Problem & Solution Explained
This Cause is about HOPE, about making a direct difference to a girl’s life, and about breaking the cycle of poverty. It works towards achieving the 3rd Millennium Development Goal of empowering women and promoting gender equality amongst society.
How can we break the cycle? In order to answer this it is important to understand what actually keeps the cycle of poverty going.
Drop Out Rates
Secondary high school drop out rate is the biggest factor that prevents women from gaining the kind of skills that will allow them to seek better employment or to move on to tertiary studies to make something of themselves. High secondary school drop out rate exists for many reasons:
Poverty In most cases, usually the result of large family size, there is not enough money in the family to send every child to school. The question for parents becomes, “which of my many children should I send on to secondary school?” Due to deeply held beliefs that women are inferior to men and that men have natural superiority; the boys in the family will always be the priority candidate to receive secondary education.
Early Pregnancy & HIV AIDS Sadly these are both common occurrences. Culturally, women in Uganda are expected to submit to men and often men will abandon women after demanding sexual intercourse.

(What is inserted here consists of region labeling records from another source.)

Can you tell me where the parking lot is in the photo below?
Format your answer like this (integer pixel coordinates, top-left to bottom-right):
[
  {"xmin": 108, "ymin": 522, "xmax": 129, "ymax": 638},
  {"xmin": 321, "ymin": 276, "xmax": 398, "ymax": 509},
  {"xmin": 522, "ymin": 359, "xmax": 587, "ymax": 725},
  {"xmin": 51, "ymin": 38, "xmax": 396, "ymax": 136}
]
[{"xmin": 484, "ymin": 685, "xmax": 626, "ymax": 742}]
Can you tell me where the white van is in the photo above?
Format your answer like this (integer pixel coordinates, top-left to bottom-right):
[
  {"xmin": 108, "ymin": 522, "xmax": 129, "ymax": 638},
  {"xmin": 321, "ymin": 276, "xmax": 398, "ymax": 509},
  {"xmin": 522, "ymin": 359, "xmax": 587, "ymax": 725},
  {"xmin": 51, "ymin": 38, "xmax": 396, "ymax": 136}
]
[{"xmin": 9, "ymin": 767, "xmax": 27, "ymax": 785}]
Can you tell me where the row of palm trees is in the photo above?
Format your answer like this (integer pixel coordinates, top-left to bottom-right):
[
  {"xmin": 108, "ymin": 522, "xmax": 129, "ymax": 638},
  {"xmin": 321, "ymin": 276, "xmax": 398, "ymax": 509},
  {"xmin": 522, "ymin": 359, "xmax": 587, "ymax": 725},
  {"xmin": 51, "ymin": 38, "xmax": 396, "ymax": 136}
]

If, under these circumstances, a woman falls pregnant or contracts HIV or AIDS she becomes a curse to the family, a curse to the village, and has lost her opportunity for secondary education. Thus she is left with no choice but to submit to the back breaking agricultural work necessary to earn enough money for her and her children to survive.
Energy & Concentration
High levels of concentration and energy are vital in helping a girl to focus on why she is conducting her schooling, and what she wants for her future. Without having firm answers to these questions it is hard for a girl to work at her studies. Factors contributing to a lack of energy and concentration for females are varied:
Travel Distance Long distances traveled by foot are time consuming and deplete energy and concerntration that should be being spent on schoolwork.

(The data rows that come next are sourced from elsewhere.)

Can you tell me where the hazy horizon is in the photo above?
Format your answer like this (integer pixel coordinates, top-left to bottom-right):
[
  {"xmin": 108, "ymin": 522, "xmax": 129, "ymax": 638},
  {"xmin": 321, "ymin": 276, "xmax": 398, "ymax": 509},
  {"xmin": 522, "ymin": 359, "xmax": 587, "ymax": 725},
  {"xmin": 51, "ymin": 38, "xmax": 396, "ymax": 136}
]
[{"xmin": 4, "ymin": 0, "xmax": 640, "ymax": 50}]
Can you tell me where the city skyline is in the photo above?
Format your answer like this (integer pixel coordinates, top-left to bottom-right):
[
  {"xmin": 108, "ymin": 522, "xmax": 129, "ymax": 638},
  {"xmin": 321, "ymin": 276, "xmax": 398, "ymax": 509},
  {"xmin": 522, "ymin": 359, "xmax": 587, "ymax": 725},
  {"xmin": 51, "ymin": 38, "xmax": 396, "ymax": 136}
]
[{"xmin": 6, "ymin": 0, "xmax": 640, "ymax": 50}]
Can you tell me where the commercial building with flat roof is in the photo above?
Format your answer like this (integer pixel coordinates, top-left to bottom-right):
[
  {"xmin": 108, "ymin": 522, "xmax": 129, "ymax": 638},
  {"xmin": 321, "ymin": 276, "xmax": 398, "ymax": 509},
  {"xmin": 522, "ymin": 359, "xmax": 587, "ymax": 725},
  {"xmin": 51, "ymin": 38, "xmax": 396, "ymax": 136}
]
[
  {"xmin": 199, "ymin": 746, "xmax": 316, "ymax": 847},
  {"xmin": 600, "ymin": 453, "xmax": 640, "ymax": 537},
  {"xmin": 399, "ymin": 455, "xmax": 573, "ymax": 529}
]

Poverty Good nutrition is necessary to fuel the high energy and concentration levels required to perform well in class. Many cannot afford the appropriate dietary requirements or expensive, nutrient rich foods like meat. Poor nutrition leads to poor performance in the classroom.
Domestic Duties In Western culture, we often take for granted mechanised assistance for domestic duties such as washing machines, dish washers, microwaves and ovens. At home, Ugandan girls are expected to wash clothes and dishes and cook manually which is physically taxing & time consuming. This expectation is a deeply engrained cultural hindrance – the attitude that a woman’s place is in the home or the garden doing mundane tasks.
Distance from the Capital City (Kampala) At an approximate 9 hour drive, many rural locations, like the school, are very far away from the centre of productivity and jobs. This makes it hard for families to see the benefits of continued schooling and how it actually affects their own and their children’s lives. Not seeing the immediate need, many lack the motivation and inspiration needed to help them prevail against the many obstacles a poor girl child faces in her efforts to transcend her situation of poverty.
Reports by the UN and others point to social investment in girls as the solution to making poverty history in that it effectively works towards breaking intergenerational cycles of poverty – example – “research shows: women reinvest 90% of their income back into the household, whereas men reinvest only 30% to 40%.” Nike Foundation. The Girl Effect (2009)
Structures & Buildings
One of the key project milestones is to build the physical structures required to house the all-girls boarding school. Staff housing will also be built to allow teachers to stay on campus. The ability to board eliminates many of the burdens currently experienced by young Ugandan women. These include:
Safety Living on campus limits contact with males, protecting female students from early pregnancy and various sexually transmitted diseases including AIDS. These dangers have been large contributing factors to the lack of female education in Uganda.
Family Commitments Boarding means students are no longer overburdened by the many household chores and domestic duties that they are expected to do whilst at home, allowing them a safe environment where they can focus solely on their future and schooling.
Travel Distance Boarding limits the time spent traveling to and from school. It allows access to education for a greater number of students and removes another of the key factors that has contributed to limited female education to date.
Teachers & Mentors
With teachers staying on campus, it will allow them to maintain a strong focus on moulding the girls into role models of the future. It will allow them to be “at arms length”, always there for the girls to provide tutoring with their homework and guidance with life’s troubles.
Building a Community – building a better society
Such a school and boarding environment will help to cultivate long lasting friendships and support networks where the girls will be able to encourage each other and stick together in their struggle for transcendence from poverty. It will allow them to become organised and active voices in society so as to collectively challenge the deep seated, oppressive cultural norms and practises which have long cemented the poverty cycle in Uganda.